The Freer Medal is a lifetime achievement award that honors individuals who have made substantial contributions to the understanding of the arts of Asia throughout their career. This spring, the honor will go to Vidya Dehejia, the Barbara Stoler Miller Professor Emerita of Indian and South Asian Art at Columbia University, who will be honored for her lifetime work in South Asian art. The lecture and award ceremony will be held in the Meyer Auditorium. A reception in the Freer courtyard will follow. 
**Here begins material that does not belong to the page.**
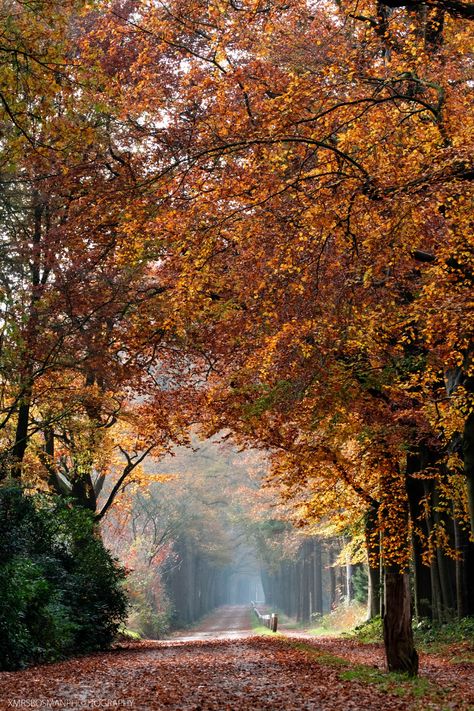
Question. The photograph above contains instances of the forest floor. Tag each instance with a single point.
(222, 666)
Vidya Dehejia’s groundbreaking research spans millennia, from ancient Buddhist rock-cut architecture to colonial-period photography. Her work on wide-ranging topics, including visual narrative, gender, the meaning of the unfinished, medieval yogini temples, Chola bronzes, and artistic production during the British Raj, has staked out new fields of inquiry for the interpretation of Asian art, while her translations of Tamil poetry and Sanskrit texts have set a standard for art historical rigor. At Columbia University, as professor of South Asian art history from 1982 to 2003 and as the Barbara Stoler Miller Professor of Indian and South Asian Art from 2003 to 2021, Dehejia taught and shaped a generation of scholars. She also served as the director for the South Asia Institute at Columbia University (2003–2008) and was the acting director, deputy director, chief curator, and curator of South and Southeast Asian art at the Freer Gallery of Art and Arthur M. Sackler Gallery, now the Smithsonian’s National Museum of Asian Art (1994–2002), where she was responsible for several highly innovative exhibitions and scholarly catalogs. 
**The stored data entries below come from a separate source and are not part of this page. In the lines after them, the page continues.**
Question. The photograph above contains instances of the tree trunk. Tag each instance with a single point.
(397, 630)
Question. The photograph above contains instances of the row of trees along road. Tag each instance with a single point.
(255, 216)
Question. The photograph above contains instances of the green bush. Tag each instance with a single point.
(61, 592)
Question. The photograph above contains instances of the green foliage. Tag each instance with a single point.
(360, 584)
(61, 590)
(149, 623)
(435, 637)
Dehejia holds a bachelor of arts, a master of arts, and a doctorate degree from Cambridge University and a bachelor of arts degree from St. Xavier’s College, Bombay University. Highlights from her impressive list of publications include Devi, The Great Goddess: Female Divinity in South Asian Art (1999), India through the Lens: Photography 1840–1911 (2000), The Sensuous and the Sacred: Chola Bronzes from South India (2002), The Body Adorned: Dissolving Boundaries Between Sacred and Profane in India’s Art (2009), The Unfinished: Stone Carvers at Work on the Indian Subcontinent (with Peter Rockwell, 2015) and The Thief Who Stole My Heart: The Material Life of Sacred Bronzes from Chola India, 855–1280 (2021), based on her 2016 A.W. Mellon Lectures in the Fine Arts. 
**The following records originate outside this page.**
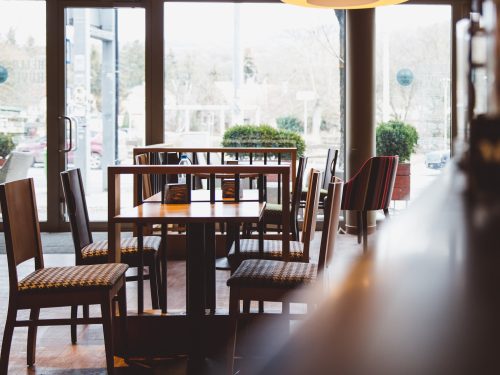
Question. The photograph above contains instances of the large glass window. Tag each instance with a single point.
(23, 95)
(414, 82)
(253, 64)
(105, 95)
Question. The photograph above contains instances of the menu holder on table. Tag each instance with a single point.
(175, 193)
(229, 189)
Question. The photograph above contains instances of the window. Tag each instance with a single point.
(414, 82)
(253, 64)
(23, 92)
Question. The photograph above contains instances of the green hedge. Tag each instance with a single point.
(396, 138)
(290, 123)
(262, 136)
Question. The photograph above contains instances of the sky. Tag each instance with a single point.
(202, 23)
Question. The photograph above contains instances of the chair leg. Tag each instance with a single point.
(122, 301)
(234, 307)
(7, 339)
(246, 306)
(153, 284)
(359, 224)
(86, 314)
(74, 314)
(32, 331)
(107, 326)
(365, 230)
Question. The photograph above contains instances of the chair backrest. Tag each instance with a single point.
(297, 189)
(330, 167)
(331, 222)
(371, 188)
(76, 204)
(16, 166)
(311, 210)
(147, 188)
(21, 226)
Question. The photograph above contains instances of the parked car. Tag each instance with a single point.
(437, 159)
(38, 149)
The recipient of many prestigious national and international awards, Dehejia received the Padma Bhushan Award in 2012 from the president of India for exceptional contributions to art and education as well as a National Endowment for the Humanities Fellowship from 2009 to 2012. She was the 65th A.W. Mellon Lecturer in the Fine Arts at the National Gallery of Art in 2016.